While she might not relish the comparison, Marissa Mayer’s mission at Yahoo! (YHOO) is remarkably similar to Ron Johnson’s marching orders at J.C. Penney (JCP). Both were recruited to their CEO jobs by activist shareholders trying to turn around troubled companies. As stars at hot brands, both were welcomed as saviors whose hiring sent the stock of their new employers soaring. And both have discovered that leading a turnaround is a very different challenge than playing for a winning team.
There is, of course, a critical difference: Johnson was ousted from J.C. Penney on April 8; faith in Mayer’s strategy for Yahoo remains strong. But the former Google vice president got a taste of investors’ fickle ways on April 16 when Yahoo reported lower-than-expected sales of $1.07 billion in the first quarter. Although profit was up 36 percent from a year earlier and Mayer said she was pleased with the results, Yahoo’s shares slipped after the announcement. Having driven the stock up about 50 percent since Mayer was named CEO in July, investor infatuation may soon wear off.
Such is the downside of being a star CEO. High expectations also mean high stakes. With all the criticism heaped on Johnson over the past week, it’s easy to forget that the reason he was hired to run J.C. Penney was also a factor in why he got fired. Apple’s retail guru was supposed to inject some cool into the tired retail chain. That’s why investors added $1.2 billion to J.C. Penney’s market cap as soon as his hiring was announced in June 2011. With hedge fund manager Bill Ackman dubbing him the Steve Jobs of retail, and Johnson himself investing $50 million, everyone seemed eager for the revolution to start. By ditching coupons, though, he sabotaged sales and alienated customers without having anything to offer instead.
Mayer has generated her own share of buzz, from paying a reported $30 million to buy a 17-year-old’s hot app to the now infamous memo that banned working from home. For a portal that some had written off as dead, getting Yahoo back on the radar screen is an accomplishment in itself. The problem, as CEO consultant Stephen Miles points out, is that turning around a company is a long and difficult process. “Everyone references Lou Gerstner at IBM but he took five years,” Miles notes.

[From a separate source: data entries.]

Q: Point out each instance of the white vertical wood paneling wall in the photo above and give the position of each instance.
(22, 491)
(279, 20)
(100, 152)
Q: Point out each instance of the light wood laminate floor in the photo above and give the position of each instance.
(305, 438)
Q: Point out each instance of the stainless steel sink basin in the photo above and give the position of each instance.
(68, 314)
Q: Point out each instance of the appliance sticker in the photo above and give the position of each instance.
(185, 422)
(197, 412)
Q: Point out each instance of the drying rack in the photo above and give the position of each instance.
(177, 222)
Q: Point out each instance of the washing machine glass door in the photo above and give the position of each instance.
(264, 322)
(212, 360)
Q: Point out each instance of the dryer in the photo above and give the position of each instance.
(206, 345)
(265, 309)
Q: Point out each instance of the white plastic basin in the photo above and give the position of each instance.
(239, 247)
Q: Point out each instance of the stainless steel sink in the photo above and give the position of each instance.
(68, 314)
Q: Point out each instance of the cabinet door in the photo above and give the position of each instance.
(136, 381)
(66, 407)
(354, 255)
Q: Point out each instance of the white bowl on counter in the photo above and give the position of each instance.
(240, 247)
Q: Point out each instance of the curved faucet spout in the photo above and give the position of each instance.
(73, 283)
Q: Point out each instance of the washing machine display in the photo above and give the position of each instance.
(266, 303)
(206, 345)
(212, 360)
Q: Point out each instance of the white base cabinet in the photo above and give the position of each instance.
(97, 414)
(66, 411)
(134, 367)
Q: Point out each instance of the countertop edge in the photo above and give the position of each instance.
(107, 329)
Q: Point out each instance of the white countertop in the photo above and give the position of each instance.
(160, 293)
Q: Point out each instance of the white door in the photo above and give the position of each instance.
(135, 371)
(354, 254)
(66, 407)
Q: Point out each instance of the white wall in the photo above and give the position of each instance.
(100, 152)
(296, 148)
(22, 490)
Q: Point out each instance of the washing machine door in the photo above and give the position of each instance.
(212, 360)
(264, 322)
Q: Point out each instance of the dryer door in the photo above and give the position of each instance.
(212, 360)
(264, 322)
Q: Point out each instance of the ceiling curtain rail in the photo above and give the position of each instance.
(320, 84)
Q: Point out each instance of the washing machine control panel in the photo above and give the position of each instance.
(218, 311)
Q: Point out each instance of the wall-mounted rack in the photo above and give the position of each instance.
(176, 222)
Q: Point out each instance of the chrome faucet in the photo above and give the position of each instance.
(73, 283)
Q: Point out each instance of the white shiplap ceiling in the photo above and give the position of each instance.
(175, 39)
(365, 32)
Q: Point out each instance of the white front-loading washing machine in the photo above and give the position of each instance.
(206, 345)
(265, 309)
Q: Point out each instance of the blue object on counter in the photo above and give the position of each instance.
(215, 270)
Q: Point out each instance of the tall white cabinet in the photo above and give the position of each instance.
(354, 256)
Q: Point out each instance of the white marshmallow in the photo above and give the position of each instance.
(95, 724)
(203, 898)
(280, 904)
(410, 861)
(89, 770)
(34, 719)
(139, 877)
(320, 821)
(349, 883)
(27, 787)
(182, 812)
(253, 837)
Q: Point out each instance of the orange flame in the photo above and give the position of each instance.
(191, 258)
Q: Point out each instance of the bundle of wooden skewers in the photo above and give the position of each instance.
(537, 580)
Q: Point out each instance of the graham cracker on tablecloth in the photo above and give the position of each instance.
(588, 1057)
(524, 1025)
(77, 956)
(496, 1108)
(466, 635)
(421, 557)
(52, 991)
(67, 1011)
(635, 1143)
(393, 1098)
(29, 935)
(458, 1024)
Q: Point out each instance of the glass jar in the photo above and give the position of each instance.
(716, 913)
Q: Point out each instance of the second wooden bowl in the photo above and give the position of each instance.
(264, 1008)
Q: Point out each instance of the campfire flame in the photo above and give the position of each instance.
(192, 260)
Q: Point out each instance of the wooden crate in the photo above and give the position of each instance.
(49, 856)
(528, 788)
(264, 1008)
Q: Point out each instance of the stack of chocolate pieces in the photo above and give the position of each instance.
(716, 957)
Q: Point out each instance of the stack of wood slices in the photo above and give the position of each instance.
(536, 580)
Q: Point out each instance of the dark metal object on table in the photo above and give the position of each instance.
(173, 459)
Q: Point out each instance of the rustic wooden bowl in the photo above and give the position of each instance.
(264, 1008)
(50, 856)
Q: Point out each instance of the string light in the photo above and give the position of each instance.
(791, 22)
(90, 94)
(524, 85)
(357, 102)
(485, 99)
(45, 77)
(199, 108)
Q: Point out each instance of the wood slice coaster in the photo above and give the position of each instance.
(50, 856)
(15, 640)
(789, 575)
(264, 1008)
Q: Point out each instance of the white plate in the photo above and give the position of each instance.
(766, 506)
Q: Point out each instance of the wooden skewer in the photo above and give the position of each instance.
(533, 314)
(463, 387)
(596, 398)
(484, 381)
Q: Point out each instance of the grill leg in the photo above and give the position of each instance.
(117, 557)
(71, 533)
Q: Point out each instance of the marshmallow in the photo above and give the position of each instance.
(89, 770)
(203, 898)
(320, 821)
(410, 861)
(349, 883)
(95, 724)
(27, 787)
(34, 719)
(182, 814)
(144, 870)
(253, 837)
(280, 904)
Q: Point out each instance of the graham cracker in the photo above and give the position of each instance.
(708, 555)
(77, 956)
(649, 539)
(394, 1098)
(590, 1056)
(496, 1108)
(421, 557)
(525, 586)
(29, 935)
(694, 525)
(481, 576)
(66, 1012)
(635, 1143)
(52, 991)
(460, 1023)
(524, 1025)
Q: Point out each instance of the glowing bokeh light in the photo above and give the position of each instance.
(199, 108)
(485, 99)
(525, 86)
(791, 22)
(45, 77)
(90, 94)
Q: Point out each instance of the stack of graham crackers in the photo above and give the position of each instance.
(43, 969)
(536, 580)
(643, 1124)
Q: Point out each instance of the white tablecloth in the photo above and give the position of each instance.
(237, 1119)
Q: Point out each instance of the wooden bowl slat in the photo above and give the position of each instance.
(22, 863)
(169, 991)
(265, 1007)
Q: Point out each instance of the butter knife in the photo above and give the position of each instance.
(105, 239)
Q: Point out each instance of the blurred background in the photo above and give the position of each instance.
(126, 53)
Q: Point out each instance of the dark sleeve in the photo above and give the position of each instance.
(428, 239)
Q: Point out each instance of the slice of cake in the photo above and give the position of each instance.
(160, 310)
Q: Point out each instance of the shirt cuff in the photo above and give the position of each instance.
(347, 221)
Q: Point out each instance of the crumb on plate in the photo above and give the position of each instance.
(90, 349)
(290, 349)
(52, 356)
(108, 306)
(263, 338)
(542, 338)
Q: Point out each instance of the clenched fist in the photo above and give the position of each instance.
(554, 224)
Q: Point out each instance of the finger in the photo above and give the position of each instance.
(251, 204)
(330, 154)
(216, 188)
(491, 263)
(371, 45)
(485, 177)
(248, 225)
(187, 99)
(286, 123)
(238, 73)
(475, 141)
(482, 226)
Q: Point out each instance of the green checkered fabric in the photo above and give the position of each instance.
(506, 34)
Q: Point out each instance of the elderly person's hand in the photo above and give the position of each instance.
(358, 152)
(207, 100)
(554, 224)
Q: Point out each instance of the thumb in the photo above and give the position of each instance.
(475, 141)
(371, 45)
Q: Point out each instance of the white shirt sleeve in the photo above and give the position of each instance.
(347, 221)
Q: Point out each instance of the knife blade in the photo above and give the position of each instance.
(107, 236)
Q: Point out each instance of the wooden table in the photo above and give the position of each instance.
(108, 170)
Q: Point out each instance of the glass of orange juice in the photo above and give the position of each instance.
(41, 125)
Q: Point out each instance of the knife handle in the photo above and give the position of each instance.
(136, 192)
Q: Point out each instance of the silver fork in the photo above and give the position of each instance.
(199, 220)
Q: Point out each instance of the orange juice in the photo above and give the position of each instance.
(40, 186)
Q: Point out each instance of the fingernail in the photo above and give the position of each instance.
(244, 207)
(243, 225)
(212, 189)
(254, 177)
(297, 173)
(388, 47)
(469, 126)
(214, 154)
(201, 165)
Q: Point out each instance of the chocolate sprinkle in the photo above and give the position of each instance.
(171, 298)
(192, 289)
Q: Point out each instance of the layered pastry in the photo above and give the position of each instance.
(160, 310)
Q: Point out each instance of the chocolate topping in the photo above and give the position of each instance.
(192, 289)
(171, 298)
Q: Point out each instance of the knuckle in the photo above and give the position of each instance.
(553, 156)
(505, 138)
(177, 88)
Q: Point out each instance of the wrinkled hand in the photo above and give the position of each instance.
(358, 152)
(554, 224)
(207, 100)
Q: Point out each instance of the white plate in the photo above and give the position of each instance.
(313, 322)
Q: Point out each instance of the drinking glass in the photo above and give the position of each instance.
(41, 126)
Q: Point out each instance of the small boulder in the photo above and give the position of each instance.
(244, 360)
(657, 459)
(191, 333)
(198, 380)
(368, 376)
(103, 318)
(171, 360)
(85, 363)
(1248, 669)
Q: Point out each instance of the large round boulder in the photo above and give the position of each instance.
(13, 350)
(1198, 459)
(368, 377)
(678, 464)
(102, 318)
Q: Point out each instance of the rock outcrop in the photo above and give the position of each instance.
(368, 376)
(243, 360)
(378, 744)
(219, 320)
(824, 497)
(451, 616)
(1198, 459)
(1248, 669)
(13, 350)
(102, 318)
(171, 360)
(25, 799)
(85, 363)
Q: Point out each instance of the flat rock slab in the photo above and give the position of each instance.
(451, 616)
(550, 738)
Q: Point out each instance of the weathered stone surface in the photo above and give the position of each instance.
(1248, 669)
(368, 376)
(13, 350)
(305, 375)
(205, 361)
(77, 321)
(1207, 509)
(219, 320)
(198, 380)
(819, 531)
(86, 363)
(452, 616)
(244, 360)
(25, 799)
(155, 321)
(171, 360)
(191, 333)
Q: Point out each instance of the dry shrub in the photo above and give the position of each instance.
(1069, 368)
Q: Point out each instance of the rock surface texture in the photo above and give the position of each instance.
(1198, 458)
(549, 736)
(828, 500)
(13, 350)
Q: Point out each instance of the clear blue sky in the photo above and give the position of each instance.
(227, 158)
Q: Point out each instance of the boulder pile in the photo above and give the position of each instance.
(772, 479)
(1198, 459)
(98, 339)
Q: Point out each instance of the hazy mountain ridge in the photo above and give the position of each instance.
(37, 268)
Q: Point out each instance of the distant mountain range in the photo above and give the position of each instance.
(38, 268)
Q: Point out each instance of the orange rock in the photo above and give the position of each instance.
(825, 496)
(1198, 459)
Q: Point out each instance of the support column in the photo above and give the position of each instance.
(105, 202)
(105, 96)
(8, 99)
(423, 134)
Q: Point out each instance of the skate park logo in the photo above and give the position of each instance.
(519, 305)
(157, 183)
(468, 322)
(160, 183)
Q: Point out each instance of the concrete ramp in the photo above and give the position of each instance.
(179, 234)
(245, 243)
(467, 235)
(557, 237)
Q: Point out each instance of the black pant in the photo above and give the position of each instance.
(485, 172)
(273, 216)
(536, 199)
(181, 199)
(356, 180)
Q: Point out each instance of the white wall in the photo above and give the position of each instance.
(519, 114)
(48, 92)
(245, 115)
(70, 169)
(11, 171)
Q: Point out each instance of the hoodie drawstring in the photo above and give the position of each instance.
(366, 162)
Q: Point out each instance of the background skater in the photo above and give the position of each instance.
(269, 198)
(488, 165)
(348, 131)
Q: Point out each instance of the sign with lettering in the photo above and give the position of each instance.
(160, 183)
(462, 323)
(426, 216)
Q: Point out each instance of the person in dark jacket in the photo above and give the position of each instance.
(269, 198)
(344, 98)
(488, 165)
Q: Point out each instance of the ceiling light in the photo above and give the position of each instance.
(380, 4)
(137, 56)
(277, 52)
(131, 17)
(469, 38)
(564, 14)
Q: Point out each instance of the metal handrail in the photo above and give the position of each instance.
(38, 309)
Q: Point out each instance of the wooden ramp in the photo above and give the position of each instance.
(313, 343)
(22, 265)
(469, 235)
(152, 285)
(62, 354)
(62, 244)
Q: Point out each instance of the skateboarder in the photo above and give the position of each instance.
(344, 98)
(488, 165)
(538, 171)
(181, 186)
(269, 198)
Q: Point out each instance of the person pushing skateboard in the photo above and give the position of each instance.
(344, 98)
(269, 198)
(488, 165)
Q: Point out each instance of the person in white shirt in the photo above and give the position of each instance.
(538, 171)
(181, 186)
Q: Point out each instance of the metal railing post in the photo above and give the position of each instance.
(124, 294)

Move too fast and you risk leaving customers and employees behind. (Tough talk on telecommuting and wooing top talent may be easier at a company that’s minting thousands of millionaires.)
Investors are especially tough to please. Mayer can talk about “a multi-year march toward growth” all she wants. In reality, anyone trying to profit from Yahoo’s renaissance wants to see Mayer work her magic without damaging the core business. Display advertising is the lifeblood of Yahoo in the same way discount-driven sales are the lifeblood for J.C. Penney. So the accelerated decline of that business in the first quarter, where revenue fell 11 percent instead of an expected 9 percent, is cause for worry. Mayer knows she’s competing in a space where death comes quickly. As management consultant Noel Tichy points out, she and Johnson came to their CEO jobs without the broad experience of having run standalone businesses before.
That doesn’t mean Mayer won’t succeed, despite the headwinds and intense scrutiny. Much like Ginger Rogers doing what Fred Astaire did, only backwards and in high heels, she has the added pressure of being a poster child for work-life balance. It’s hard enough to build traffic to a flailing tech giant, without dominating the headlines for building a nursery while banning telecommuting. Stars do bring buzz to beleaguered brands. As Johnson discovered, that attention can cut both ways.